Danny Dunn and the Weather Machine
- First edition
- Author: Raymond Abrashkin Jay Williams
- Illustrator: Ezra Jack Keats
- Language: English
- Series: Danny Dunn
- Genre: Science fiction
- Published: 1959
- Pages: 144
- OCLC: 302712
- Preceded by: Danny Dunn and the Homework Machine
- Followed by: Danny Dunn on the Ocean Floor

= Danny Dunn and the Weather Machine =

1959 novel by Raymond Abrashkin

Danny Dunn and the Weather Machine is the fourth novel in the Danny Dunn series of juvenile science fiction/adventure books written by Raymond Abrashkin and Jay Williams.

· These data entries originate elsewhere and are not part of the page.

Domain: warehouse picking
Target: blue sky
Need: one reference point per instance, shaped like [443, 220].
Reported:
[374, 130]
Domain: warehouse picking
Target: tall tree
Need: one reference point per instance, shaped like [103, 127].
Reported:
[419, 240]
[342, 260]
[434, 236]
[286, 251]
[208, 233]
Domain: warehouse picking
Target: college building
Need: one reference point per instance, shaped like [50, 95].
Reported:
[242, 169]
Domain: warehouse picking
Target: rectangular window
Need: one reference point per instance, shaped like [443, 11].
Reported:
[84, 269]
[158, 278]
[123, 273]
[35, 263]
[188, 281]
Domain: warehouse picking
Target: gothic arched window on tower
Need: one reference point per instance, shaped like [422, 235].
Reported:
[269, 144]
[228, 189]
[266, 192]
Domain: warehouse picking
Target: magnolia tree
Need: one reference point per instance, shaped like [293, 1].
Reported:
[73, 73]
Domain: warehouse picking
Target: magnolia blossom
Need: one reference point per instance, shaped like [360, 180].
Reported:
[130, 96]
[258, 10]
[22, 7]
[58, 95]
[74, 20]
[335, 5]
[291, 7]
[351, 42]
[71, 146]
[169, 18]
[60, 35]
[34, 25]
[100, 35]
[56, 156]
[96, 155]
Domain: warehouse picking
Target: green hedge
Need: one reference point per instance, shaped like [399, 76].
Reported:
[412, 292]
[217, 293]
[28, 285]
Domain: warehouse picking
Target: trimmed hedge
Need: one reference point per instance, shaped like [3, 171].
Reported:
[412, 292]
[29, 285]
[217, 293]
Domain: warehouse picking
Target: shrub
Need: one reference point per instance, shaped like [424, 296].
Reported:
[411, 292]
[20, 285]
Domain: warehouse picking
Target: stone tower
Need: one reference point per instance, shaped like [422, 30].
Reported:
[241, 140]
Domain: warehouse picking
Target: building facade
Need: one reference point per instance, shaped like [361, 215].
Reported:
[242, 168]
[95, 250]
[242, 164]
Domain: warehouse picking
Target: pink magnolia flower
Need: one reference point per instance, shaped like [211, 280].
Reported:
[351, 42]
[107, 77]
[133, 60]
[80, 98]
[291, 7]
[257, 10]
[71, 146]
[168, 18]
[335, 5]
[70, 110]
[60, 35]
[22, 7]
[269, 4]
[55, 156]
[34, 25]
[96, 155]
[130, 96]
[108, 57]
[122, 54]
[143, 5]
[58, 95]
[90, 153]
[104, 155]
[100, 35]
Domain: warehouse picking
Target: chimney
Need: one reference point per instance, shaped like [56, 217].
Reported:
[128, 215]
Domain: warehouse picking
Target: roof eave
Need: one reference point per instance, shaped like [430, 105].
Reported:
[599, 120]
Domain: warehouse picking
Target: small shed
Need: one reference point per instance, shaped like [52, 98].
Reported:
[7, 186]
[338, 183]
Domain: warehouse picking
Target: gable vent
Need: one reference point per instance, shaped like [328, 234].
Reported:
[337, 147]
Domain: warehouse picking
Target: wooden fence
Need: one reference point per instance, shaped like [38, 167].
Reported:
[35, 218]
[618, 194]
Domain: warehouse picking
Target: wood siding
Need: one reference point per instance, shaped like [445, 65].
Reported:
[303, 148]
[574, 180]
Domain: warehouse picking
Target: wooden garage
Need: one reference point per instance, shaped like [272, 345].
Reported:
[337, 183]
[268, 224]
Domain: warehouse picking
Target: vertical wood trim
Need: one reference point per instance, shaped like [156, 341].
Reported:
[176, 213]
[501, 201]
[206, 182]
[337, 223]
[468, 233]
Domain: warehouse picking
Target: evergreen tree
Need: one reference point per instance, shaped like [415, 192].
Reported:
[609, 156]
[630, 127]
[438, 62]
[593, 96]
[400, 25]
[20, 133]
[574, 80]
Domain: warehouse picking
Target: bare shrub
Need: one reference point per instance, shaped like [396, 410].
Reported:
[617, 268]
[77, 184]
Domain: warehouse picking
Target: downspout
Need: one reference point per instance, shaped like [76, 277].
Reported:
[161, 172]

The book was first published in 1959 and originally illustrated by Ezra Jack Keats.

==Plot introduction==
Danny accidentally discovers that an ionic transmitter Professor Bulfinch has been working on can be used to create miniature rainclouds.

==Reception==
Floyd C. Gale of Galaxy Science Fiction rated the book four stars out of five for children: "The authors reap plenty of humor ... meanwhile sowing a considerable amount of meteorological knowledge in the process".

== Editions ==
McGraw-Hill
- (Paperback, 1959, illustrated by Ezra Jack Keats)
- (Hardback, 1959, illustrated by Ezra Jack Keats)

MacDonald and Jane's
- ISBN 0-356-08183-4 (Hardback, 1975, illustrated by Anne Mieke)

Pocket Books/Archway Books
- ISBN 0-671-29966-2 (Paperback, 1979, #10 in their series, illustrated by Ezra Jack Keats)
- ISBN 0-671-43681-3 (Paperback, 1983 reissue, illustrated by Ezra Jack Keats)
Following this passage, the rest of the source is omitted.